Sticky Fingers are an Australian indie rock band that emerged from Brisbane in the early 2010s with a sound that sits somewhere between garage rock grit and indie pop hooks. They built a cult following through relentless touring and a string of tightly-wound songs that blend fuzzy guitars with almost casual vocal delivery. Australia became their breakthrough track, landing them international attention and becoming the song everyone knows them for—it's got the kind of addictive quality that makes it both a radio staple and the obvious setlist closer. Their albums tend toward rawer production that emphasizes the band's chemistry rather than polish. What keeps them interesting is their refusal to get bigger than the songs themselves. Gold and Rum Pum Pum show their range between slowburn tension and more straightforward rock momentum. They've never quite become a household name outside their core audience, which honestly suits them fine. Their appeal is to people who prefer their rock music a little rough around the edges.

Sticky Fingers shows feel less polished and more lived-in than you'd expect. The crowd is usually singing along harder than the band is, especially on Australia. They're the kind of act where people drift in and out but everyone knows when to lock in. Sets can feel a bit loose but rarely boring.

Known for Australia, Rum Pum Pum, Gold, Statues, These Miles

Sticky Fingers has a solid history with New York's smaller venues. Their March 2019 set at Irving Plaza showed a band comfortable stretching into deeper material—they cycled through "Velvet Skies" and "Bootleg Rascal" alongside the obvious crowd-pleasers, landing on "How to Fly" as a closing statement. The Australian psych-rockers treated the Irving Plaza crowd to nineteen songs that felt like a journey through their catalog, hitting the kind of sweet spots that keep people coming back.

New York's rock underground has always been about bands that don't fit neatly anywhere else. From the no-wave weirdness of the late 70s to the current crop of psych and garage revivalists, the city tends to reward artists with actual ideas and a refusal to be precious about their sound. Sticky Fingers' fuzzy guitars and hypnotic rhythms fit that lineage pretty naturally—raw energy, unpretentious, more interested in feel than polish.
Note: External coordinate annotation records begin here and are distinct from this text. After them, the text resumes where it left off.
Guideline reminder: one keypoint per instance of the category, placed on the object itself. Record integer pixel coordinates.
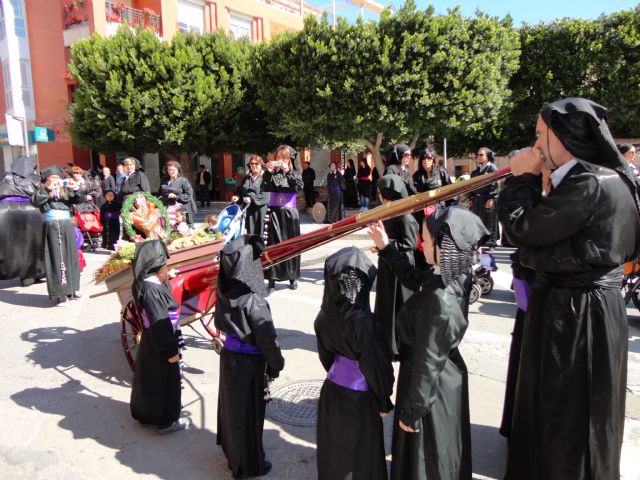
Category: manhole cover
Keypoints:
(296, 403)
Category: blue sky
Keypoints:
(529, 11)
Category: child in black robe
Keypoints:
(356, 393)
(431, 432)
(110, 219)
(251, 357)
(156, 393)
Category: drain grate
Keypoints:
(295, 403)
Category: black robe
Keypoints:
(20, 229)
(110, 219)
(336, 185)
(257, 209)
(284, 222)
(156, 392)
(60, 253)
(350, 192)
(350, 437)
(433, 388)
(569, 409)
(478, 203)
(390, 294)
(241, 403)
(182, 189)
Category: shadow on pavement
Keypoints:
(489, 451)
(88, 415)
(96, 351)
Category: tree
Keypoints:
(409, 75)
(138, 93)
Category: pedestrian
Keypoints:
(283, 182)
(110, 220)
(156, 391)
(55, 199)
(568, 417)
(203, 182)
(250, 193)
(431, 428)
(350, 191)
(403, 234)
(20, 225)
(482, 201)
(356, 393)
(397, 163)
(335, 185)
(364, 184)
(177, 189)
(251, 357)
(308, 179)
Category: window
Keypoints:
(25, 75)
(190, 17)
(7, 86)
(18, 18)
(240, 26)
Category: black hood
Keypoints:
(392, 187)
(22, 167)
(348, 278)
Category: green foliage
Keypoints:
(407, 76)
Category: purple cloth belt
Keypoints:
(522, 291)
(234, 344)
(15, 199)
(346, 373)
(282, 199)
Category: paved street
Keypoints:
(66, 385)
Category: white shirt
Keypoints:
(559, 173)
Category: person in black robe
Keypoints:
(335, 185)
(20, 224)
(568, 417)
(397, 163)
(156, 391)
(364, 184)
(403, 232)
(178, 189)
(308, 179)
(251, 357)
(359, 384)
(250, 193)
(431, 430)
(482, 201)
(350, 191)
(110, 219)
(283, 182)
(55, 199)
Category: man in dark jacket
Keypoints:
(568, 416)
(203, 181)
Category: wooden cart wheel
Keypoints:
(131, 324)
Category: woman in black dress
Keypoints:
(250, 193)
(283, 182)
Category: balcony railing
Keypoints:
(293, 6)
(120, 13)
(76, 13)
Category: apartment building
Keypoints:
(35, 40)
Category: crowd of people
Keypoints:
(571, 209)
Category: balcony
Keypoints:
(117, 13)
(295, 7)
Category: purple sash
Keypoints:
(282, 199)
(522, 291)
(346, 373)
(15, 199)
(234, 344)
Stay in the Upper West Side near Central Park—quieter than Midtown, better restaurants, and close enough to everywhere that matters. Dinner at Balthazar in SoHo if you want classic New York energy, or Gramercy Tavern if you prefer something less scene-y. Spend your afternoon at the Met or catching live music at Blue Note or The Basement—both venues where you'll see the players who influenced Mars's sound. Walk through Washington Square Park, grab a coffee, remember why New York mattered to music in the first place.